Digital Light evolved from the intelligent headlights demonstrated on the Mercedes Experimental Safety Vehicle in 2009 — the same ESF2009 that previewed rear belt-bag inflating seatbelts. Back then, the main beams were composed of 100 LEDs, and a brain controlled each LED to create a specific and occasionally complex lighting pattern. The new Digital Light works with all the cameras, sensors, and navigation information employed by an S-Class, and has increased resolution 10,000-fold to roughly HD quality, with a commensurate rise in the complexity of available patterns and representations.

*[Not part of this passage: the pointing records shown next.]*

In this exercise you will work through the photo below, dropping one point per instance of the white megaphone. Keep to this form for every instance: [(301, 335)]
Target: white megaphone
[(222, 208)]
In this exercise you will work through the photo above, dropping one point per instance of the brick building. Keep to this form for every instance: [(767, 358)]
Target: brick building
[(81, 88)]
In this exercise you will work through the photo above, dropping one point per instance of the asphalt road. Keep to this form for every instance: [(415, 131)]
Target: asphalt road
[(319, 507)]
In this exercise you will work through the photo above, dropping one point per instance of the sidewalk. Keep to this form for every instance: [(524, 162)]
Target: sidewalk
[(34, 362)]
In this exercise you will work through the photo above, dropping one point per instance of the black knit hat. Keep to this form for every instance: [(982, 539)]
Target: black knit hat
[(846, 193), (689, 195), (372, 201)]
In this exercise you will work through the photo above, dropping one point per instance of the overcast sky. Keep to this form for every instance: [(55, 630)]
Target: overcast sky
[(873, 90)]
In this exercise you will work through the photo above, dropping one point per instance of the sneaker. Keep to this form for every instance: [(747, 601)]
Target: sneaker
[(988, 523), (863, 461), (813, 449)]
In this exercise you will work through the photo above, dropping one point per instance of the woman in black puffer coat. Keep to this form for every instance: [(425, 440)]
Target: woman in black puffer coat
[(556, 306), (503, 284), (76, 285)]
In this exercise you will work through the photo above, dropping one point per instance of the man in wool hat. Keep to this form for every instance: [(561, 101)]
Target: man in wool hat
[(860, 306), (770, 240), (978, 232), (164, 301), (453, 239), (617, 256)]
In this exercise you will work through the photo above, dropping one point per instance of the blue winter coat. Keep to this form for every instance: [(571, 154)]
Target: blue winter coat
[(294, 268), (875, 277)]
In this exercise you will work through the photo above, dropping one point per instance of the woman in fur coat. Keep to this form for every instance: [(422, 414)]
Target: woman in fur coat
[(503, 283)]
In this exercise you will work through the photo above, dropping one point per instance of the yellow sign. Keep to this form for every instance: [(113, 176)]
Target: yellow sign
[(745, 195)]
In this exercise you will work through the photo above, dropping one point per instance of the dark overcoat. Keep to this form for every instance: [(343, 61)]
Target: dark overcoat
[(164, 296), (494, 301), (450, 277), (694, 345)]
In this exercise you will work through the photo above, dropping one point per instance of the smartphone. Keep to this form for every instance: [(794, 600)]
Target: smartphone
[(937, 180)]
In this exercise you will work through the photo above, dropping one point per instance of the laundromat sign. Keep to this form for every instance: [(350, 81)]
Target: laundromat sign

Mercedes cites numerous benefits, one being a "virtually dazzle-free main beam," another being high beams that can selectively darken so as not to blind oncoming traffic or pedestrians. Some of the projected symbols include guide lines on the road representing the width of the sedan when navigating a narrow construction zone, an arrow pointing to a pedestrian either in or very near the road, a snowflake when the temperature drops below freezing, and a chevron placed on the center line or shoulder to warn a driver when he's leaving his lane or when there's someone in his blind spot.
Digital Light will first go into service with selective fleet customers for the Mercedes-Maybach S-Class this year. Considering the state of current U.S. auto regulations, we wouldn't expect to see it here for a number of years.